EDINBURGH (Reuters) - Scotland’s devolved parliament will hold its own vote on Britain’s European Union withdrawal deal before any such agreement is put to Britain’s national parliament, Scottish constitution minister Michael Russell said on Thursday.
A Scottish parliamentary vote would not be binding on the UK parliament but would potentially embarrass Prime Minister Theresa May, underscoring the low in relations between London and Edinburgh over Brexit and potentially feeding Scottish nationalism.
Britain voted overall 52-48 percent to leave the EU in 2016 but Scotland, one of its four nations, voted 62-38 percent to stay in the EU.

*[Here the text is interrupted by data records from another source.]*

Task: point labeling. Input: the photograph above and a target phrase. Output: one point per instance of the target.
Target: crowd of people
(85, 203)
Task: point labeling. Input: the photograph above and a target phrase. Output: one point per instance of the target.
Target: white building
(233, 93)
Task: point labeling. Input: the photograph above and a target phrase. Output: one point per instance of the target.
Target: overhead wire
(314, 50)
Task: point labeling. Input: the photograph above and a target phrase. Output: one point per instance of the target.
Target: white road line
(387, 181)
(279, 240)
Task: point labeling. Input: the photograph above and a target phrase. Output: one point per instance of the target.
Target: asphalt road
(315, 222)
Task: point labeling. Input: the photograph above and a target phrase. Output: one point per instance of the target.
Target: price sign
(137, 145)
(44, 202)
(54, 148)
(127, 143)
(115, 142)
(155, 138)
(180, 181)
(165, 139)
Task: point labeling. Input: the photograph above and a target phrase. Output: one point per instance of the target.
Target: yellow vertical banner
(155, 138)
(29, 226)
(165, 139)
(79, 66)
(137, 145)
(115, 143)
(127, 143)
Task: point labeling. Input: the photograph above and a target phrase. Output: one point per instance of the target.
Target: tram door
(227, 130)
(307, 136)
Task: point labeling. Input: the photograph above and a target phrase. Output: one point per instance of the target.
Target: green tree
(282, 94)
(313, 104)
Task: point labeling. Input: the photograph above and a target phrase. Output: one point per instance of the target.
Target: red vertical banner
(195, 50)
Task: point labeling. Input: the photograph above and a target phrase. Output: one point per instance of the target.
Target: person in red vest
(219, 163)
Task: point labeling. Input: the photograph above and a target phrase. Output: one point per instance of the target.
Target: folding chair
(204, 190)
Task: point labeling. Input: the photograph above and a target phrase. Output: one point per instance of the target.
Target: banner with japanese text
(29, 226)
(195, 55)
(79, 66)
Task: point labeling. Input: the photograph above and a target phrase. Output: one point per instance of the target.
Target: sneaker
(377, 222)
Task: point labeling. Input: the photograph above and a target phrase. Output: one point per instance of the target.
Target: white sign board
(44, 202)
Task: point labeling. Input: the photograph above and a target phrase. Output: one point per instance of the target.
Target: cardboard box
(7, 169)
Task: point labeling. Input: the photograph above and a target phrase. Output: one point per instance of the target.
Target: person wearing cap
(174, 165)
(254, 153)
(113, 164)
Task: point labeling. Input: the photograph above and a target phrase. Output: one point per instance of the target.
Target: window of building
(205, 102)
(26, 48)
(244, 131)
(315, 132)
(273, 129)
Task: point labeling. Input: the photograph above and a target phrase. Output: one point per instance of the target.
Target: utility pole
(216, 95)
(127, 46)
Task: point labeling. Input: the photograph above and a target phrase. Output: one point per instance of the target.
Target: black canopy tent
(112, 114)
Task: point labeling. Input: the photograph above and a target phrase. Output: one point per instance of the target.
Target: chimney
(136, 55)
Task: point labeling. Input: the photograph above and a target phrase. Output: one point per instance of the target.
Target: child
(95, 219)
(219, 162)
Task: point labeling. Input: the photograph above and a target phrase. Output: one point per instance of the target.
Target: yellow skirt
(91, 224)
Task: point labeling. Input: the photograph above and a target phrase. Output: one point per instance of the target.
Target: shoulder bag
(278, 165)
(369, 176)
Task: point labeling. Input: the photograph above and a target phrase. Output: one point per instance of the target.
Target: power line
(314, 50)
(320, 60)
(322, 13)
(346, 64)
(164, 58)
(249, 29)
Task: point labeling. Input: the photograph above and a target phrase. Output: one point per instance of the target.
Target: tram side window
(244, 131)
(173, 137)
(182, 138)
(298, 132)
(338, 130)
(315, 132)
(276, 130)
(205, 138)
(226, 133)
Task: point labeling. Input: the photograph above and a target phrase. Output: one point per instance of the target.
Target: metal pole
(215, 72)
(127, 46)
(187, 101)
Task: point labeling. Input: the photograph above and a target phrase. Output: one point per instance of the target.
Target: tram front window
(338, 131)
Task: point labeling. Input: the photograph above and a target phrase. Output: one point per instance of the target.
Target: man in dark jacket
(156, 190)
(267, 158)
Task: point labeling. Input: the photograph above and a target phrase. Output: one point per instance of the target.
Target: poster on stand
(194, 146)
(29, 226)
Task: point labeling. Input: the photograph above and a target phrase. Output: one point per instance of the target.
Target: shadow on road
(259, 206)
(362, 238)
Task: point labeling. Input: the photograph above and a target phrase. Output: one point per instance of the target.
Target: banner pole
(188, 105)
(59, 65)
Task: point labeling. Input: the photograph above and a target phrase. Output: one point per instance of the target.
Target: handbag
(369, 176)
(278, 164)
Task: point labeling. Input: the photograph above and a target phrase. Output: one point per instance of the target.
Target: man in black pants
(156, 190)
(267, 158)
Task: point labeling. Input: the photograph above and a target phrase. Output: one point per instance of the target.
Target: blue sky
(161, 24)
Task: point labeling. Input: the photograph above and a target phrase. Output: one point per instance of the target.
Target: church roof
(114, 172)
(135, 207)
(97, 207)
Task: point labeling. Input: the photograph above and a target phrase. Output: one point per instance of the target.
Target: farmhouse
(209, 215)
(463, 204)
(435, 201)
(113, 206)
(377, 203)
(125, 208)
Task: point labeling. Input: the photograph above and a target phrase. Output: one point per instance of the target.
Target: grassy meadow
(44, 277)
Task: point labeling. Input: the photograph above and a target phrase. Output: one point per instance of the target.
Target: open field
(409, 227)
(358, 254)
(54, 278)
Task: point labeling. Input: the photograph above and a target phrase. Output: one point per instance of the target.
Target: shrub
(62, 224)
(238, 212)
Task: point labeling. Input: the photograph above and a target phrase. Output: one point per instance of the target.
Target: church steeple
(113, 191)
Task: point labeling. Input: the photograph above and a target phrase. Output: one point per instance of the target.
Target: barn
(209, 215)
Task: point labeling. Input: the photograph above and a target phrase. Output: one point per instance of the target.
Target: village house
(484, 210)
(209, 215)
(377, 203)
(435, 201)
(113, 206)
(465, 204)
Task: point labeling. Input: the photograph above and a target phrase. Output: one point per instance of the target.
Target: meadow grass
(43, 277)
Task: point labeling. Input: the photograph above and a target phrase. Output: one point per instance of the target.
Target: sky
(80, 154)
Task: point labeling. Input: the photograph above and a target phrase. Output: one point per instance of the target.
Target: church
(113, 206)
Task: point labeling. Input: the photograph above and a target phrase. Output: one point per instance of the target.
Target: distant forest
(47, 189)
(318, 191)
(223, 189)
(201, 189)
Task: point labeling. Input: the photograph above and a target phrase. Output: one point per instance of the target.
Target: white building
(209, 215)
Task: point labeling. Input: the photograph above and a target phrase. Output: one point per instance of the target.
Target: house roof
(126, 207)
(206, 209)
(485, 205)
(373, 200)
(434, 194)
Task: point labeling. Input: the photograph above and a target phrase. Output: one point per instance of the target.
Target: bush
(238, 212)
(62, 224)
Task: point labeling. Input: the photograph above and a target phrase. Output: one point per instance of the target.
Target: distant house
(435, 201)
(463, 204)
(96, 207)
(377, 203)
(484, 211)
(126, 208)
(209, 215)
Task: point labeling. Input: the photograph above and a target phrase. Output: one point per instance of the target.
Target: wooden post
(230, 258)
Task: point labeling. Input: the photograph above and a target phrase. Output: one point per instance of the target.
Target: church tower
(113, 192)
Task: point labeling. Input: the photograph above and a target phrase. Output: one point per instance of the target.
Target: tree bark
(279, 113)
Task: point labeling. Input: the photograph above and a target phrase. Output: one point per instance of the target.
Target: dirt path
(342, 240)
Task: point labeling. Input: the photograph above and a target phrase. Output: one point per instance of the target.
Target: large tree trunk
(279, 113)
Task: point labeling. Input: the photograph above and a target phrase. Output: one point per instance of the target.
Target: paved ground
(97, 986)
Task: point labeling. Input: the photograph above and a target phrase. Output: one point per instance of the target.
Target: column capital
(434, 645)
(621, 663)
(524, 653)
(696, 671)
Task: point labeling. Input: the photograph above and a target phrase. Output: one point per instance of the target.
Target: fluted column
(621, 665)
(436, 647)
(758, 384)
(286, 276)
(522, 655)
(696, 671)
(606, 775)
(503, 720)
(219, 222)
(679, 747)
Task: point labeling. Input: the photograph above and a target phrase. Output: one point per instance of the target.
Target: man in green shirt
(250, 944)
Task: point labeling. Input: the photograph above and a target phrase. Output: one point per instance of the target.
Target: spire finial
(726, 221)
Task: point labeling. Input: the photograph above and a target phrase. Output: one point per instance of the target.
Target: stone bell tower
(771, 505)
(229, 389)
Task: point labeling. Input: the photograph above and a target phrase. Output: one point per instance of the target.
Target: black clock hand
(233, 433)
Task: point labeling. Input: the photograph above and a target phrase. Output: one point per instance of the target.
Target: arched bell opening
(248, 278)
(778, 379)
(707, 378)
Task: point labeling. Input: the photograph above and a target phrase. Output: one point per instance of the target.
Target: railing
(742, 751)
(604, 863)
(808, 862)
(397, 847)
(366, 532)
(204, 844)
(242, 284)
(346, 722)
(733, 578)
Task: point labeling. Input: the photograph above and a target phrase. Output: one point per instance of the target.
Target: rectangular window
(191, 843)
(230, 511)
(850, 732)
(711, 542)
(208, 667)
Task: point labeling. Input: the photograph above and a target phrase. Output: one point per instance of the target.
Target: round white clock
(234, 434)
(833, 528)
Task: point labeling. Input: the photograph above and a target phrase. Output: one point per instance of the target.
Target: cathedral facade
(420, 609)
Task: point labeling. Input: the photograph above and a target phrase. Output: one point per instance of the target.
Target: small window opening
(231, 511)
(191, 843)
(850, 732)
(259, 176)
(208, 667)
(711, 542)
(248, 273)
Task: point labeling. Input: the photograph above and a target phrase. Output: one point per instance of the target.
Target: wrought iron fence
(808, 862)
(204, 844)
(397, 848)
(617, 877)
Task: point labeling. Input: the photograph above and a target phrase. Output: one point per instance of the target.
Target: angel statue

Britain is due to leave the EU in March and ministers say a deal is close. But Brexit talks are stalled due to a disagreement over the border between British province Northern Ireland and EU-member Ireland, and hampered by internal wrangling in May’s minority government.
Many, including Scotland’s First Minister Nicola Sturgeon, fear this could scupper an overall deal, hampering trade and causing economic uncertainty.
“On this most crucial of matters, Scotland must be and will be heard,” Russell told Scotland’s Holyrood parliament.
“If the UK government puts the option of staying in the EU single market and customs union on the table, we will commit ourselves to support it. We will reject every other option short of staying in the EU,” Russell said, spelling out the Scottish government’s commitment to the single market.
He added: “If a withdrawal agreement and political declaration are in the end concluded and offered to (Britain’s lower chamber) the House of Commons, then we make this commitment: before the Westminster parliament votes on that deal, the Scottish government will seek to ensure the Scottish parliament will pass its own judgment on it.”